Hello friends,
We’re trying to replace a custom-built toolchain package manager with nix
. So far it’s going well, but we hit a pretty large roadblock with the performance of the Python interpreter that nix
provides. On average, running the nix
Python 3.8 interpreter results in a ~20% performance penalty for most operations.

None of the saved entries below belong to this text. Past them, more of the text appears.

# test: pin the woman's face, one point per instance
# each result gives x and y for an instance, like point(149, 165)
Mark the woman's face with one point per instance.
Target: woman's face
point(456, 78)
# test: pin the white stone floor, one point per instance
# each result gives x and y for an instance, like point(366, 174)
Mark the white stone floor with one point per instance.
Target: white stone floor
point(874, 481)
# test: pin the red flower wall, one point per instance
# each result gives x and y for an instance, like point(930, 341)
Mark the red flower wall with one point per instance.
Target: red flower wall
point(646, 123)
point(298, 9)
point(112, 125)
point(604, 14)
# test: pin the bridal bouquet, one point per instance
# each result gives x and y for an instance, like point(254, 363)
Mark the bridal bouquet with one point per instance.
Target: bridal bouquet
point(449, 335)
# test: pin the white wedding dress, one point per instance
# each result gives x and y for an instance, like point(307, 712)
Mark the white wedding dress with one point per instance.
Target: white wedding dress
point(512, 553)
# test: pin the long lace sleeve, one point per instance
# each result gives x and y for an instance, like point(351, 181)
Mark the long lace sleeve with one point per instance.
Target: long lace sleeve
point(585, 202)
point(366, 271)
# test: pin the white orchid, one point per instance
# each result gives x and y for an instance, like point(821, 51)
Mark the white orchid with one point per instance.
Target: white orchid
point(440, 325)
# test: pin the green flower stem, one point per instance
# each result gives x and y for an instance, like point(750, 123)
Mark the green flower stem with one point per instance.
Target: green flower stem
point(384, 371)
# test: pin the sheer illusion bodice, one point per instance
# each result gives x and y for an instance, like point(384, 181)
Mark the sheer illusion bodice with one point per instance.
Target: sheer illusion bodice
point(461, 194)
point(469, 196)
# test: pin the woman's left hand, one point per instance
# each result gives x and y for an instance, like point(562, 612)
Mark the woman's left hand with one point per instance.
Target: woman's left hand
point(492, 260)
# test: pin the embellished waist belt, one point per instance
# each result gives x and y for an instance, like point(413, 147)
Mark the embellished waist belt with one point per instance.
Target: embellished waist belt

I’ve narrowed this down to GCC or something that deals with the interpreter & its compilation. However, the compilation flags used for the nix
Python and the Ubuntu Python are the same. Any guidance or insight into why the Python interpreter is slower with nix
would be much appreciated.
With a little benchmark script, we see the difference more clearly:
Python 3.8.0 (via apt-get) + Ubuntu 18.04 + GCC 7.5.0
7.592594s (oct)
1.802671s (iter str)
1.616609s (list str)
1.426657s (map)
1.073226s (gen 1000000)
11.625021s (gen 10000000)
1.694831s (small json dump)
0.945864s (small json load)
16.688743s (big json dump)
11.152032s (big json load)
0.357358s (small pickle dump)
0.384992s (small pickle load)
3.645764s (big pickle dump)
4.759644s (big pickle load)
Python 3.8.12 (via python38) + Nix 2.3.15 + Nixpkgs 21.11 + GCC 10.3.0
10.383724s (oct)
2.246434s (iter str)
2.022653s (list str)
1.788243s (map)
1.342692s (gen 1000000)
14.281956s (gen 10000000)
2.212560s (small json dump)
0.956572s (small json load)
21.813559s (big json dump)
11.343651s (big json load)
0.325251s (small pickle dump)
0.425216s (small pickle load)
3.472391s (big pickle dump)
5.079145s (big pickle load)
This benchmark script runs a bunch of tests in a loop for built-in modules; there are no 3rd party imports
yet.
To further isolate things; I even downloaded the official Python 3.8.13 source from python.org, and compiled it inside and outside a nix-shell
. The results were the same, with the nix
version being slower. This points to something with how nix
compiles Python; and you can reproduce this on an Ubuntu client with, it’s the same benchmark as (oct)
above:
mkdir /tmp/py38; cd /tmp/py38
wget https://www.python.org/ftp/python/3.8.13/Python-3.8.13.tgz
tar -xvf Python-3.8.13.tgz
cd Python-3.8.13
./configure --enable-optimizations
make -s -j
./python -c "import timeit; print(timeit.Timer('for i in range(100): oct(i)', 'gc.enable()').repeat(5))"
On my machine with Intel® Xeon® Gold 5118 @ 2.30GHz; this results in about a 7.6-7.7s average.
Then running the same test on nix
:
cd /tmp/py38/Python-3.8.13
make clean
nix-shell --pure -I nixpkgs=http://nixos.org/channels/nixos-21.11/nixexprs.tar.xz -p stdenv
./configure --enable-optimizations
./python -c "import timeit; print(timeit.Timer('for i in range(100): oct(i)', 'gc.enable()').repeat(5))"
The results will be around 10.4s on average when doing this inside nix-shell
.
This all points to something below the Python layer, maybe how GCC is invoked. We don’t really understand why arithmetic operations are impacted this much; if both are compiled with all optimizations.
Thanks in advance, and if any info is needed / tests suggested, I’m happy to try!